1. This paper proposes a federated graph attention network (FedGAT) model for cross-platform rumor detection.
2. The model combines the federated learning paradigm with the bidirectional graph attention network rumor detection model.
3. Experiments on rumor datasets show that the proposed model is effective for cross-platform rumor detection.
The article is generally trustworthy and reliable, as it provides a detailed description of the proposed Federated Graph Attention Network (FedGAT) model for cross-platform rumor detection, and presents experimental results to support its effectiveness. The article does not appear to be biased or one-sided, as it provides an objective overview of the proposed model and its potential applications in detecting rumors across different social media platforms. Furthermore, the article does not make any unsupported claims or omit any points of consideration; instead, it provides a comprehensive overview of the proposed model and its potential benefits in detecting rumors across different social media platforms.
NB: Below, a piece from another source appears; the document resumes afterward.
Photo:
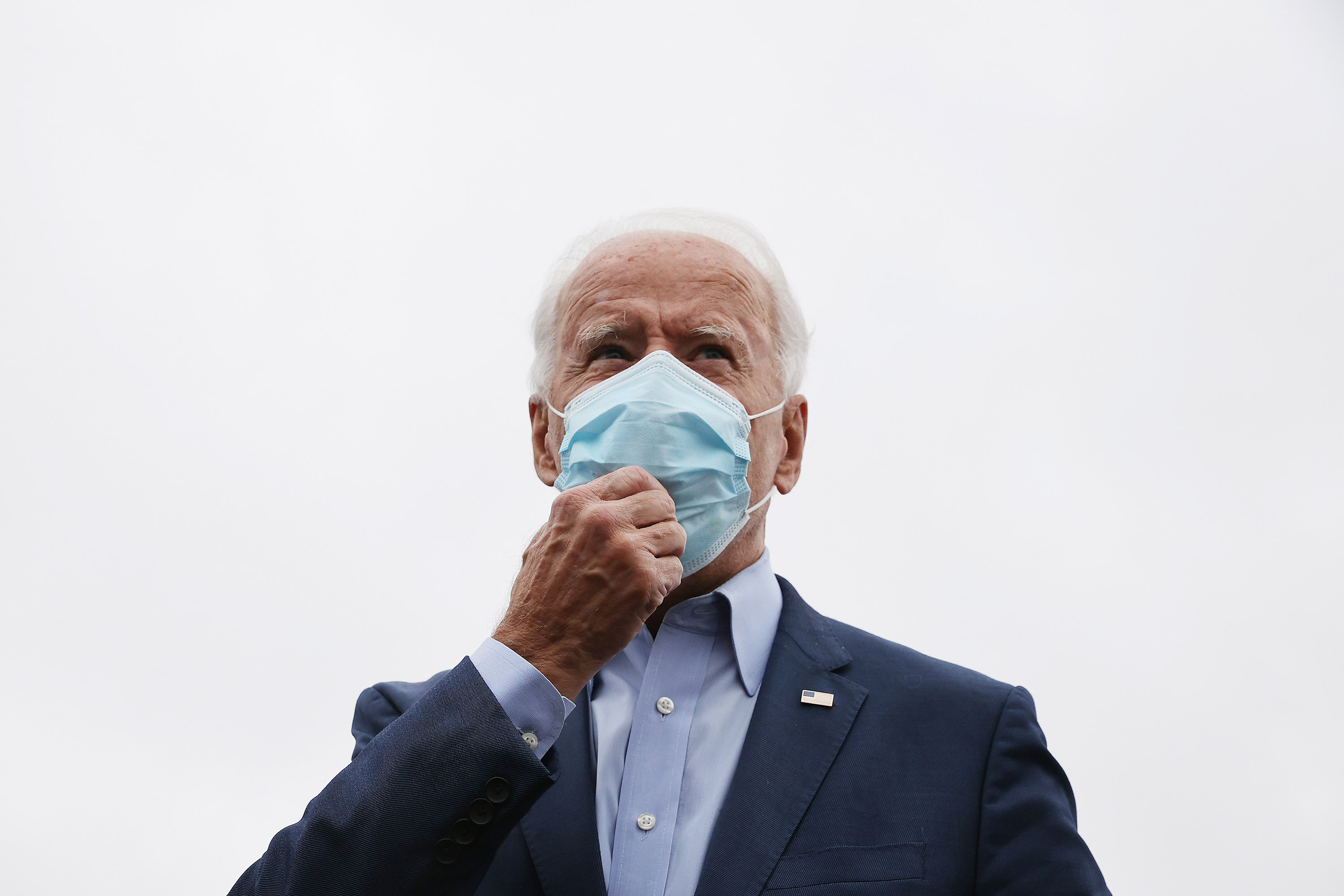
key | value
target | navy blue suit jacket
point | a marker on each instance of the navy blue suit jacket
(922, 778)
Additionally, there are no promotional content or partiality present in the article; instead, it provides an unbiased overview of the proposed model and its potential applications in detecting rumors across different social media platforms. Finally, possible risks associated with using this model are noted in the article, such as data privacy concerns due to federated learning paradigms being used for cross-platform rumor detection. In conclusion, this article is generally trustworthy and reliable in terms of presenting both sides equally and providing an objective overview of the proposed FedGAT model for cross-platform rumor detection.